Saturday, June 25, 2016

Emergency C Section

At 12:40 am Marika's water broke and she promptly laid down having contractions. Karin arrived and we all made ourselves comfortable with buckets to sit on, the video camera rolling to record the birth but nothing came out. Her water had broken in a gush that seemed to go on and on giving that part of the stall a good soaking. At 1:00 am I had to go in to see if the foal was not presented correctly except I couldn't feel ANY foal. Reaching as far as possible, feeling both sides of the birth canal to make sure I was in the correct uterine horn and was shocked to find an empty uterus. Below Amy and Karin are desperately searching the internet on their phones googling breach birth.
Dr. Hoerr's emergency number was called at 1:05 am. I explained we KNOW she is pregnant, the foal is big and pushing but the uterus is empty.
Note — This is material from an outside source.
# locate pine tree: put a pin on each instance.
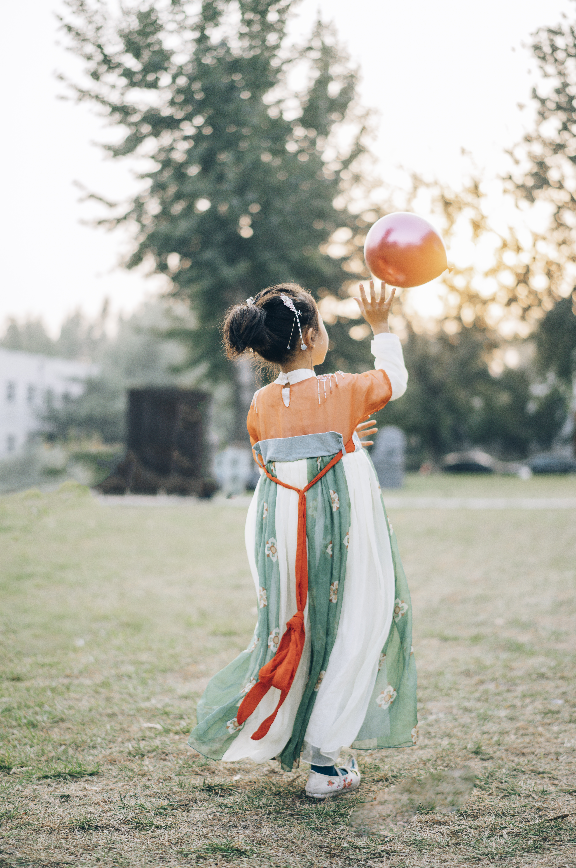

I'm sure he didn't believe me. He arrived right about 2:00 am, reached in and was shocked enough to say, "I can feel the foal on the left hand side but the uterus is empty!"
 He tried different positions, tried to get as far down as possible but each time came up with the same answer or an even worse answer. 
 Around 2:30 am he says', "I can get down to the foal but it is separated by the uterine wall and at the base I'm holding on to a fist full of arteries. By this time we are scared we are losing Marika and pretty much had given up on the foal believing it must be deformed.  Dr. Hoerr had a frank talk with us telling us the ONLY way to save the mare, IF the mare can be saved is to drive her to U of I NOW for an emergency C section. At this point he is pretty sure the uterus has ruptured and the foal is now in the abdominal cavity. Can you imagine a foal in with all those intestines and the mare's uterus ruptured and bleeding? Amy Koch grabbed a couple water bottles, her phone charger and jumped in the truck just as Karin and I loaded Marika. The 2 and a half hour trip was a nightmare believing we were going to find a dead mare in the back of the trailer when we arrived. The U of I crew were waiting at the door and took us right in. We were surprised to find Marika up and quiet. She was lead onto the scale and weighed in at 1375 pounds then taken into the exam room where she was examined by Dr. Shippley the U of I vet. He did the same exam Dr. Hoerr did, reaching his arms in as far as humanly possible then gave us the exact same diagnoses the foal is NOT in the uterus, Marika must have surgery and it must be done quickly to save her. 
 Marika was shaved, scrubbed then sedated laid down on the table, given socks, scrubbed again and again. 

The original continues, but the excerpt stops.